I need your help to clarify my understanding of following statement from Progarmming Guide.
In my understanding this occurs in following way.
Let us have the following code:
The first 1/4 warp executes “do_something”, then starts to read from global memory.
While first 1/4 is wating for data from global memory “do_something” statements are executed by second 1/4 warp, when is starts to read from global memory
another 1/4 warp executes “do_something” and so on…
And I am wondering what is the actual “thread structure” (i.e. warp, 1/4 warp, block etc.) which can be executed while another is waiting for memory data.
I think the idea is that the ‘hiding instructions in memory latency’ happens when one multiprocessor can schedule multiple blocks at the same time. A pipeline-like thing will then happen as one block is reading from memory, while another is busy doing arithmetic.
The interleaving is not so much at the 1/4 warp level. It is at the warp and block level. To see how it works, you need to invert your example.
read a from global memory
b = f(a) // <-- only arithmetic instructions
write b to global memory
MANY of these warps can run concurrently on a multiprocessor. When all these are started up, they are all waiting on their “a” to be read in. As soon as the first “a” comes in, that warp starts executing the arithmetic instructions in the function f(). Other warps are still waiting for their “a”'s to be read in. Then the dance continues with many warps waiting for “a” while others are doing arithmetic. This is the interleaving the guide refers to. And the latency of the global memory is such that f() can contain 100’s of arithmetic instructions and still waste time waiting for memory to be read.

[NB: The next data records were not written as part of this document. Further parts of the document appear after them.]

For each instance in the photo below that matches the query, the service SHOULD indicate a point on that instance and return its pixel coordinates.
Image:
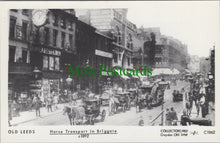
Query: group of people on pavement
(51, 102)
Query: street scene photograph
(112, 66)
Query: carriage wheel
(91, 120)
(123, 108)
(103, 115)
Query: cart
(92, 110)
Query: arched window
(129, 41)
(118, 35)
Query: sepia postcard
(109, 71)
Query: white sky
(194, 23)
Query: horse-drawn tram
(85, 112)
(122, 100)
(92, 110)
(151, 95)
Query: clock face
(39, 17)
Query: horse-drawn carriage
(85, 111)
(177, 96)
(133, 93)
(144, 93)
(122, 99)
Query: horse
(75, 115)
(188, 108)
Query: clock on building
(39, 17)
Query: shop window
(24, 30)
(12, 54)
(57, 63)
(70, 26)
(45, 62)
(47, 35)
(55, 37)
(63, 23)
(71, 40)
(51, 63)
(55, 20)
(115, 57)
(25, 12)
(63, 39)
(24, 56)
(12, 27)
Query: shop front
(47, 60)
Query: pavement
(130, 117)
(29, 116)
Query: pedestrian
(37, 104)
(173, 116)
(49, 103)
(191, 98)
(56, 101)
(141, 121)
(168, 117)
(9, 114)
(185, 119)
(204, 105)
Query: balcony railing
(20, 68)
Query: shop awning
(134, 76)
(159, 71)
(175, 71)
(124, 77)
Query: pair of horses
(75, 115)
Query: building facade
(20, 70)
(113, 23)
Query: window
(12, 54)
(63, 23)
(51, 63)
(63, 39)
(14, 10)
(12, 27)
(57, 63)
(71, 40)
(25, 12)
(129, 62)
(45, 62)
(24, 56)
(115, 57)
(24, 30)
(47, 34)
(55, 20)
(129, 42)
(54, 37)
(70, 26)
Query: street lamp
(210, 75)
(36, 73)
(69, 80)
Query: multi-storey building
(161, 51)
(50, 41)
(114, 23)
(20, 69)
(194, 65)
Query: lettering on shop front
(50, 52)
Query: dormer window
(55, 20)
(63, 23)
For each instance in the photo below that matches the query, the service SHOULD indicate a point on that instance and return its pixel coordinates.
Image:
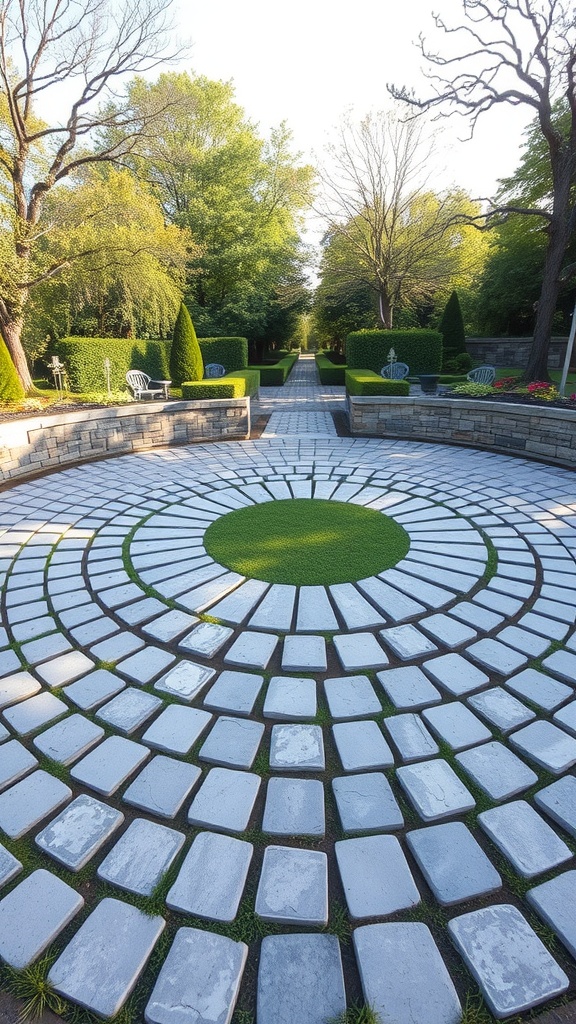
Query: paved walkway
(377, 777)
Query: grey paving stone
(162, 786)
(366, 803)
(129, 710)
(352, 696)
(300, 979)
(34, 713)
(539, 689)
(176, 729)
(293, 887)
(496, 770)
(472, 613)
(410, 736)
(435, 790)
(289, 698)
(361, 745)
(360, 650)
(403, 975)
(69, 739)
(407, 642)
(232, 741)
(25, 804)
(252, 650)
(199, 980)
(186, 681)
(206, 639)
(456, 725)
(16, 687)
(79, 832)
(296, 748)
(305, 653)
(315, 611)
(107, 767)
(496, 656)
(444, 629)
(500, 709)
(512, 968)
(454, 865)
(225, 800)
(141, 856)
(294, 807)
(563, 665)
(375, 877)
(392, 602)
(25, 933)
(524, 838)
(15, 762)
(211, 880)
(94, 688)
(554, 903)
(354, 608)
(408, 687)
(546, 745)
(65, 669)
(238, 605)
(237, 691)
(170, 626)
(146, 665)
(101, 964)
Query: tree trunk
(11, 333)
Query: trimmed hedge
(84, 360)
(330, 373)
(366, 382)
(236, 385)
(420, 349)
(231, 352)
(276, 375)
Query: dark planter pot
(428, 383)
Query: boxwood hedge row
(421, 350)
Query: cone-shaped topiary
(186, 357)
(10, 386)
(452, 328)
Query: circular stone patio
(219, 792)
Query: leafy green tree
(186, 357)
(10, 385)
(521, 54)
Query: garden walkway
(319, 795)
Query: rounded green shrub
(186, 357)
(10, 385)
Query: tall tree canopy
(522, 52)
(87, 45)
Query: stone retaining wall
(539, 432)
(513, 351)
(32, 444)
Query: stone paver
(376, 657)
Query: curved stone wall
(32, 444)
(539, 432)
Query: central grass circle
(305, 541)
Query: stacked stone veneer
(539, 432)
(30, 445)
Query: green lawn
(305, 541)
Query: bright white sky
(306, 61)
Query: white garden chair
(139, 383)
(395, 371)
(482, 375)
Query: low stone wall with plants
(539, 432)
(33, 444)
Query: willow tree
(58, 61)
(521, 53)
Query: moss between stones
(305, 541)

Try it yourself: setup a simple kernel (be sure to get full memory read coalescing) and write a kernel that multiplies every value by 2. Then write one with some complicated math function involving cosf or something costly. Both kernels should execute in the same total time. If you count GFLOP/s calculated it should be much larger for the 2nd kernel. If you count GB/s transferred, it should be the same in each.
How many blocks were you running? I’ve noticed this same effect when running fewer blocks than multiprocessors * number of blocks per multiprocessor (from the occupancy calculator). I.e fewer than 64 blocks.
I used to do CTM programming before looking at Cuda. In CTM a thread can continue running after a texture request as long as the subsequent ALU operations are independent of the result of the texture operation. It is controlled by a semaphore mechanism.
When I first read the paragraph that Serge refers to in the Cuda manual I thought that something similar was going on in Cuda “behind the scenes”. But since the manual does mention the ‘thread scheduler’ specifically it might simply be a matter of switching warps?
I think someone from Nvidia needs to clarify. Please.
OK. So, I can see how the times from 8 to 16 blocks won’t go up - 8 blocks utilize half of the available multiprocessors (assuming there are 16). I would try larger blocks - 128 and above.
Also, I would guess that your reads into m are uncoalesced, unless the size for the SpectrumMatrix types is 4, 8, or 16 bytes.
Can you list the occupancies for each as well? Also, how many registers and smem is your kernel using (check the .cubin file). It appears that your times go up every time the number of blocks per multiprocessor goes up by 2.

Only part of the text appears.